The government of Andhra Pradesh state — which accounts for about a third of microlending in India — is investigating 56 suicides that occurred over the past 60 days that were allegedly linked to high interest rates and aggressive loan collection tactics by microfinance institutions, principal secretary for rural development R. Subrahmanyan said Thursday.
The investigation should be completed next week, he said.
Those suicides prompted the state to issue an emergency ordinance two weeks ago that requires microfinance institutions to register with the state by Friday and bans loan collectors from visiting people’s homes.
Andhra Pradesh’s crackdown is rooted in the belief that poor borrowers should not pay a profit-making intermediary — i.e. a microfinance company — for access to credit, when the state already has 1 million self-help groups that bring funds directly from banks to borrowers.
That network last year brought 64.0 billion rupees ($1.4 billion) from banks directly to 10 million households, without relying on any profit-taking intermediaries, Subrahmanyan said.
“What microfinance institutions say is what banks are giving to self-help groups is not meeting requirements,” Subrahmanyan said. “That may be so, but the solution does not lie in introducing another agent.” Andhra Pradesh is urging banks to provide more credit to self-help groups, he said, even as banks cut off credit to microfinance institutions.

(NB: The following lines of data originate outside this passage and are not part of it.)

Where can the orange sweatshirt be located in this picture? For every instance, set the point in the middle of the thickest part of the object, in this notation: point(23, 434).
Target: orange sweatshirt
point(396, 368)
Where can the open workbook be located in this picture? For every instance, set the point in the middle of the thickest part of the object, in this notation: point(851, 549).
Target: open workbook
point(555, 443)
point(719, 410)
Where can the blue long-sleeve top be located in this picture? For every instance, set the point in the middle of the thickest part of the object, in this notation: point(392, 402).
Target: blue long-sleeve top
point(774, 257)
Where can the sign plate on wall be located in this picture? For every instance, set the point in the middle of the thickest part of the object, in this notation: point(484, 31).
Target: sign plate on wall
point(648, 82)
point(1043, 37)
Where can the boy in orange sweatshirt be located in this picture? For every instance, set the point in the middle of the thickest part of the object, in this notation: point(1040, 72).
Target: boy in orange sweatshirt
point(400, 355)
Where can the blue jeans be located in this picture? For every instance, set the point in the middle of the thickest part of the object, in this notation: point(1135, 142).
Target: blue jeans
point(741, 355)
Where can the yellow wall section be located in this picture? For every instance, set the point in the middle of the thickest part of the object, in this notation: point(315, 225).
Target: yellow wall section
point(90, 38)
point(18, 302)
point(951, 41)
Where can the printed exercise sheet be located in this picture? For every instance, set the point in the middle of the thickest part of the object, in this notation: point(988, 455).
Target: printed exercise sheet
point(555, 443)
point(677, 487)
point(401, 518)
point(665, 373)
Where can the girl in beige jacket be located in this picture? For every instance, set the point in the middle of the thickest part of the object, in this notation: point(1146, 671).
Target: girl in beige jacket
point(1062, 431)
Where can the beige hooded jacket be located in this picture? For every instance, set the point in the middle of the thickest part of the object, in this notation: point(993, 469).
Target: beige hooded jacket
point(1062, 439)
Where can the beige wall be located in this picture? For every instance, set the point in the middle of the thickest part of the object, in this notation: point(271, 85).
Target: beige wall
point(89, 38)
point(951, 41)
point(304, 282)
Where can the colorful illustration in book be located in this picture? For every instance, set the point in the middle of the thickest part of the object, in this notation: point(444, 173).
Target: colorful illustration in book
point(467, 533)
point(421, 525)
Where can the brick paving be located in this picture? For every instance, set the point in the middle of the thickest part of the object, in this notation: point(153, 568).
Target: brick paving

Since the state’s emergency ordinance, commercial banks — which provide 80 to 85 percent of capital at most microfinance companies — have stopped approving new loans nationwide, said Alok Prasad, chief executive of the Microfinance Institutions Network, a group of 44 of India’s largest microfinance companies.
“For the industry, raw material is money. If my raw material suddenly stops, how do I stay in business?” Prasad said. “I’m not saying it’s hitting anyone hard today, but it will.” At least one bank based in Hyderabad has asked the microfinance companies it lends to account for client suicides, loan collection tactics and the use of middlemen, as well as to declare that their interest rates are reasonable.
Prasad said the 70 to 75 registered microfinance companies, many of whom he represents, are not the problem.
He points the finger at the 500 to 800 unregulated companies, which he says are little better than loan sharks trying to dress themselves up as proper microfinance groups.
Prasad met with Reserve Bank of India officials on Thursday to urge them to assert themselves as the sole regulator of the industry.
“The central bank understands what we are doing, but the Andhra Pradesh state government doesn’t,” he said.
The central bank oversees only those companies, generally the largest, which are registered non-banking finance companies. They cover 80 percent of the business by loan volume, but constitute a small percentage of the total number of India’s lenders, the Reserve Bank of India says.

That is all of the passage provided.